Pero si existen cristianos de buena fe más sensibles que nosotros a las
aparentes razones de los sabios protestantes, no discutiremos el punto con
ello. Aun admitiendo que San Pedro nunca hubiera ido corporalmente a Roma,
desde el punto de vista religioso puede afirmarse la transmisión espiritual y
mística de su poder soberano al obispo de la ciudad eterna. La historia del
cristianismo primitivo nos ofrece un brillante ejemplo de otra comunicación análoga.
San Pablo no se vincula a Jesucristo en el orden natural, no fue testigo de la
vida terrestre del Señor ni recibió su misión en forma visible o manifiesta, y,
sin embargo, todos los cristianos lo reconocen como uno de los más grandes
apóstoles. Su apostolado era un ministerio público en la Iglesia, y, sin embargo,
el origen de este apostolado (la comunicación de Pablo con Jesucristo) es un
hecho místico y milagroso.
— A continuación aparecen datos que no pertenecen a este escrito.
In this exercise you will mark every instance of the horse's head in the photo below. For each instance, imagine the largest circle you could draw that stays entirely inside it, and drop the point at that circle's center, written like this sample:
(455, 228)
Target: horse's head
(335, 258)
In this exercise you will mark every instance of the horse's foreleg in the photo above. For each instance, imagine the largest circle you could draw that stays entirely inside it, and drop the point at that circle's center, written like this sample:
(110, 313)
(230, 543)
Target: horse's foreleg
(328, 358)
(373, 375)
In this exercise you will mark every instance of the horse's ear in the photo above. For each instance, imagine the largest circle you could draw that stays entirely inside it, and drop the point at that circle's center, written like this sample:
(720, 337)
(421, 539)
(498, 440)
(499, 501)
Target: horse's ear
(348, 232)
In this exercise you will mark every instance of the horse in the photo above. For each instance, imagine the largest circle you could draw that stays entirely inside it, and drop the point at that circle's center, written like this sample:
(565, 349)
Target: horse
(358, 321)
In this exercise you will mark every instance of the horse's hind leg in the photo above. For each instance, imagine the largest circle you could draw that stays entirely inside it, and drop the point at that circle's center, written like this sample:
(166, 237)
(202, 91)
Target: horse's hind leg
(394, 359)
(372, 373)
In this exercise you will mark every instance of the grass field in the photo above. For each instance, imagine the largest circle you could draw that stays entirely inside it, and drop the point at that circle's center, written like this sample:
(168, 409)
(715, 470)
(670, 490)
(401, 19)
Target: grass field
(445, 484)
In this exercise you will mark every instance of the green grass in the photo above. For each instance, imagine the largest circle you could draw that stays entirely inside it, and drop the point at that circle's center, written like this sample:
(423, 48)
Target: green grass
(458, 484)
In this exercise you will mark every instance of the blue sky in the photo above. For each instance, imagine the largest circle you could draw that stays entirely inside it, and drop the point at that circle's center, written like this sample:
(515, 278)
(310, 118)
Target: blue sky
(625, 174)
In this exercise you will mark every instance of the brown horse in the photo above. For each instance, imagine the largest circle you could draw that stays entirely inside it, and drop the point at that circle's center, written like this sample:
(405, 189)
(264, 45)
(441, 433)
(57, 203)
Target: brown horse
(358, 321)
Así como un fenómeno de orden sobrenatural formó el
lazo primordial entre Jesucristo y San Pablo e hizo de éste e! vaso de elección
y el apóstol de los gentiles, sin que su milagrosa misión impidiera a la
actividad ulterior del apóstol participar de las condiciones naturales de la
vida humana y de los acontecimientos históricos, de igual modo el primer vínculo
entre San Pedro y la cátedra de Roma —vínculo del que nació el papado— pudo muy
bien depender de un acto místico y trascendental, lo que no quita en modo
alguno al papado, una vez constituido, el carácter de institución social
regular que se desenvuelve en las condiciones ordinarias de la vida terrestre.
El
potente espíritu de San Pedro, dirigido por la voluntad omnipotente de su
Maestro, para perpetuar el centro de la unidad eclesiástica bien podía
radicarse en el centro de la unidad política preformado por la Providencia y
hacer al obispo de Roma heredero de su primado. En esta hipótesis (que, no lo
olvidemos, sólo sería necesaria si quedara positivamente demostrado que San
Pedro no estuvo en Roma), el Papa debería ser considerado como sucesor de San
Pedro en el mismo sentido espiritual, pero plenamente real en que (mutatis
mutandis) debe reconocerse a San Pablo como verdadero apóstol elegido y enviado
por Jesucristo, a quien, sin embargo, sólo conoció en una visión milagrosa.
El
apostolado de San Pablo está atestiguado en los Hechos de los Apóstoles y
consta de las mismas Epístolas de San Pablo. El primado romano, como sucesión
de San Pedro, está atestiguado por la tradición constante de la Iglesia
Universal. Para un cristiano ortodoxo esta última prueba no es substancialmente
inferior a la primera.
Podemos,
sin duda, ignorar cómo fue transportada de Palestina a Italia la piedra
fundamental de la Iglesia; pero que haya sido en verdad trasladada y fijada en
Roma, es un hecho inamovible que no puede ser desechado sin negar la tradición
sagrada y la misma historia del Cristianismo.
Este
punto de vista que subordina el hecho al principio y que atiende más a una
verdad general que a la exterior certeza de los fenómenos materiales, no nos es
personal en modo alguno; es la opinión de la misma Iglesia ortodoxa. Citemos un
ejemplo para aclarar nuestro pensamiento. Es históricamente cierto que el
primer concilio ecuménico de Nicea fue convocado por el Emperador Constantino y
no por el Papa San Silvestre. La Iglesia grecorrusa, empero, en el oficio del 2
de enero con que celebra la memoria de San Silvestre, le discierne especiales
alabanzas por haber convocado los 318 Padres de Nicea y por haber promulgado el
dogma de la fe verdadera contra el impío Arrio. No se trata de un error
histórico, porque la historia del primer concilio era muy conocida en la
Iglesia oriental, sino la manifestación de una verdad general que, para la
conciencia religiosa de la Iglesia, era mucho más importante que la exactitud
material.
Toda
vez que el primado de los Papas era reconocido en principio, se consideraba
natural referir a cada Papa todo hecho eclesiástico que tuviera lugar bajo su
pontificado. Y así, tomando en cuenta la regla general y constitutiva de la
vida eclesiástica y no los detalles históricos del caso particular, se atribuyó
al Papa San Silvestre los honores y funciones que le pertenecían según el
espíritu y no según la letra de la historia cristiana. Y se obró con razón al
hacerlo, si es cierto que la letra mata y el espíritu vivifica.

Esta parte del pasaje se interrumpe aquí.